Las Vegas Mayor Carolyn Goodman didn’t get the memo in April, leading to calls for her to resign.

MGM Resorts indicated this week that it is looking to resume scaled-back operations in Las Vegas in as soon as a few weeks. The company on Tuesday released a “seven-point safety plan.”

One Las Vegas Strip eatery is planning to reopen next week, which will get the reopening ball rolling.

Will the gamblers return?

As the Pew Research Center indicated, patronage to recently reopened casinos could largely fall along party lines amid the polarized political environment in a presidential election year.

It also depends on age, according to a survey released this week by Synergy Blue, a casino games maker that apparently would benefit from properties being reopened.

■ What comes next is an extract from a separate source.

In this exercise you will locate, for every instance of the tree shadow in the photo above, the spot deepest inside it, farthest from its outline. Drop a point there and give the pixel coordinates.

The survey, which should be taken with a grain of salt, looked at the sentiment of 1,000 gamblers in late April.

Though the virus poses a severe health risk to casino visitors of all ages, health experts have long stated that COVID-19 is deadlier for older folks, especially those with a pre-existing health condition. The survey appears to back up that public perception, as younger gamblers were found to be more willing to visit a casino property more or less immediately after it reopens. The willingness to visit declines with age.

The survey also found that of those who are not planning to resume casino visitation or unsure about it, 58% cited economic reasons. While the stock market has rebounded greatly since mid-March, it still appears shaky and there’s much uncertainty about the economy going forward in 2020.